2. Les activités culturelles et médicales (catégorie Soft Power)

Cette catégorie cible les personnes venues se former en Thaïlande : cours de Muay Thaï, de cuisine thaïlandaise, séminaires culturels ou traitements médicaux. Depuis 2026, les critères ont été fortement resserrés : l’établissement d’accueil doit être officiellement agréé par le ministère compétent, le programme doit durer au moins 6 mois, et les écoles de langues classiques sont explicitement exclues.

3. Le regroupement familial

Les conjoints légaux et les enfants à charge de moins de 20 ans d’un titulaire principal du DTV peuvent obtenir un visa dépendant pour l’accompagner.


Les conditions financières : ce qui a changé en 2026

C’est souvent là que les dossiers échouent. La garantie financière exigée est de 500 000 THB sur votre compte personnel, soit environ 12 700 à 13 000 euros au taux de 2026.

Mais la nouveauté importante, c’est que le solde doit être maintenu en continu depuis au moins 3 mois avant la date de dépôt de la demande.
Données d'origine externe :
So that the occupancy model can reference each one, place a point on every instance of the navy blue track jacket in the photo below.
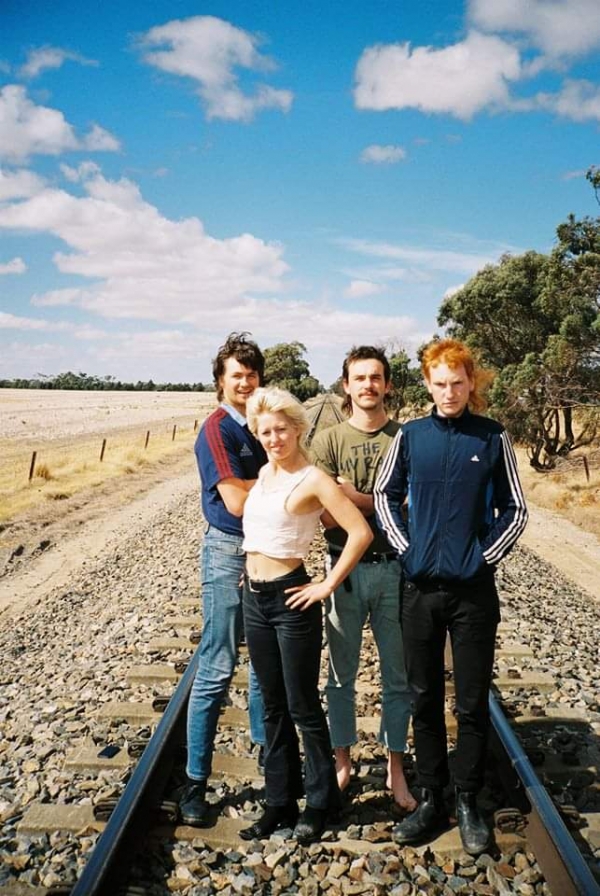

Un virement massif effectué quelques jours avant ? Le consul le verra — et rejettera votre dossier pour suspicion d’emprunt temporaire.

Les frais de dossier s’élèvent quant à eux à 10 000 THB (environ 260 à 270 euros), payables au moment du dépôt.


Comment constituer son dossier : les pièces à fournir

La demande se fait obligatoirement depuis l’étranger, soit via le portail officiel E-Visa, soit directement auprès d’une ambassade thaïlandaise. Vous ne pouvez pas faire la demande depuis la Thaïlande.

Si vous êtes salarié d’une entreprise étrangère :

  • Contrat de travail mentionnant l’autorisation de télétravailler depuis l’étranger
  • Fiches de paie des 6 derniers mois
  • Attestation de l’employeur confirmant le travail à distance

Si vous êtes freelance ou dirigeant d’une entreprise :

  • Extrait d’immatriculation de votre société à l’étranger
  • Déclarations fiscales de la structure
  • Factures et relevés bancaires professionnels des 6 derniers mois prouvant vos encaissements

Dans tous les cas, un portfolio d’activité est exigé. Ce document présente votre historique professionnel en ligne : projets réalisés, contrats de prestation, CV actualisé, profils LinkedIn ou équivalent. Ne le négligez pas : c’est souvent la pièce qui fait la différence.


Ce que le visa DTV ne vous autorise pas à faire

C’est l’erreur la plus fréquente, et elle peut avoir des conséquences graves. Le visa DTV n’est pas un permis de travail. Il vous autorise à séjourner en Thaïlande tout en travaillant pour des clients ou entreprises étrangers, mais il vous interdit strictement :

  • De travailler pour une entreprise thaïlandaise
  • D’embaucher du personnel local
  • De vendre des services ou produits sur le marché intérieur thaïlandais
  • D’exploiter commercialement l’image ou les ressources du pays sans structure juridique locale

Franchir cette ligne, c’est basculer dans le travail clandestin — avec à la clé des sanctions pénales, des amendes, une possible détention et l’expulsion. Et lors de chaque demande d’extension de séjour, les agents de l’immigration peuvent vérifier la nature de vos revenus et votre conformité aux conditions initiales.


En résumé : le DTV, pour qui ?

Le visa DTV est une excellente solution pour les profils numériques établis, avec des revenus stables provenant de l’étranger et une capacité à justifier d’une épargne solide sur plusieurs mois. Si vous cherchez à vous installer durablement en Thaïlande dans un cadre légal, sans créer de structure locale, c’est aujourd’hui l’un des outils les plus adaptés.

En revanche, si votre activité est orientée vers le marché thaïlandais ou si votre situation financière est fluctuante, mieux vaut explorer d’autres options comme le Smart Visa, le LTR Visa, ou la création d’une société BOI — des dispositifs que nous détaillons également sur ce blog.